Ignatius Untung Surapati, VP Marketing, Ruangguru, mengatakan, melalui kampanye#IniBaruJuara, Ruangguru menegaskan bahwa pendidikan berkualitas, tidak berjarak, dan fleksibel harus menjadi hak semua siswa.

"Kami mengerti bahwa kesuksesan dan prestasi memiliki keanekaragaman makna, dan senantiasa dijadikan sebagai cerminan atau refleksinilai diri setiap pribadi. Oleh karena itu, fungsi nilai akademis dan ranking seharusnya hanya sebatas tolok ukur pemahaman materi dan menjadi landasan strategi sistem pendidikan dalam mengatur program studi, dan bukan sebagai patokan penilaian kesuksesan dan standar prestasi siswa yang bersifat final," ujarnya.

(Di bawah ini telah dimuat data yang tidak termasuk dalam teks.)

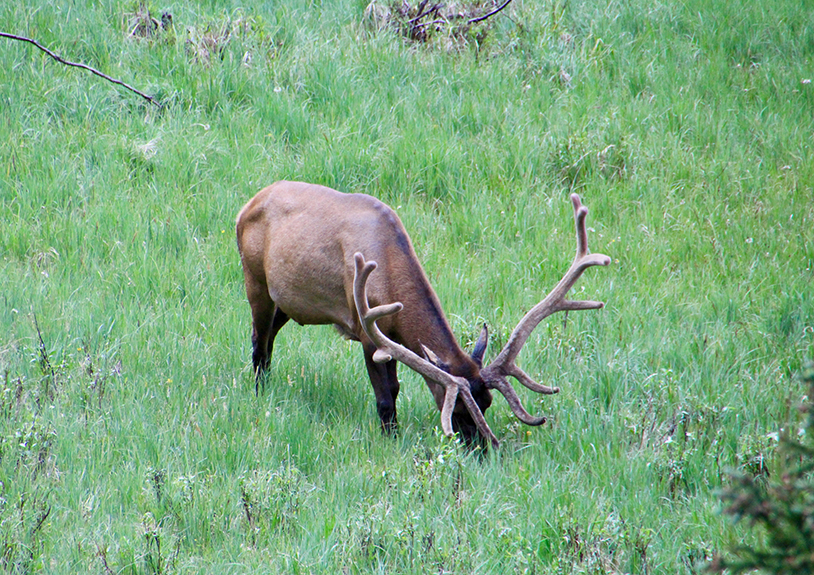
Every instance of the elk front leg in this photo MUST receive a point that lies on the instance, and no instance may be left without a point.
(267, 319)
(385, 387)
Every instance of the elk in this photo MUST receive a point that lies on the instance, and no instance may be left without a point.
(309, 253)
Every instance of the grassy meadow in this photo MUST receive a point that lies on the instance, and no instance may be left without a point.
(131, 439)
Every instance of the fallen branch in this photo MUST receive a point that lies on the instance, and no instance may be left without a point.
(490, 14)
(80, 65)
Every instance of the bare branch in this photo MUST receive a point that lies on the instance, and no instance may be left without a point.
(490, 14)
(503, 365)
(80, 65)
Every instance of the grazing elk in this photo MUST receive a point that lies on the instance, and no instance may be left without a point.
(308, 253)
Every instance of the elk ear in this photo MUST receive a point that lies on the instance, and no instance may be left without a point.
(430, 356)
(480, 346)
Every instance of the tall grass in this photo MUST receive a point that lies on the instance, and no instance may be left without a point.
(130, 437)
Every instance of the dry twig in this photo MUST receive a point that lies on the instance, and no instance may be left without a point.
(80, 65)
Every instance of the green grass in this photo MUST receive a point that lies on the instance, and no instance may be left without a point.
(132, 442)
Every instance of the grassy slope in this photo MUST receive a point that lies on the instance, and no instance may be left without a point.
(139, 445)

Nicholas Saputra, Duta Belajar Ruangguru, merasakan relevansi terhadap pesan kampanye ini karena berdasarkan pengalaman, Nicholas pun melihat begitu banyak pihak yang masih mendefinisikan prestasi sebagai sebuah pencapaian signifikan yang hanya diukur dari nilai akademis.

“Sejak saya dibangku sekolah hingga sekarang, masih banyak pihak yang memandang prestasi akademis sebagai tolok ukur utama dan cerminan nilai diri. Itulah sebabnya, ketika nilai ujian kurang baik, semangat pelajar rentan patah. Tetapi, pesan kampanye ini menegaskan pentingnya pendidikan yang inklusif untuk mencerdaskan anak bangsa. Makna belajar adalah proses pengenyaman ilmu dan keterampilan untuk menjadi versi diri yang lebih baik dari sebelumnya, oleh karena itu, seharusnya setiap pencapaian, baik besar ataupun kecil, patut diakui dan dihargai," ujarnya.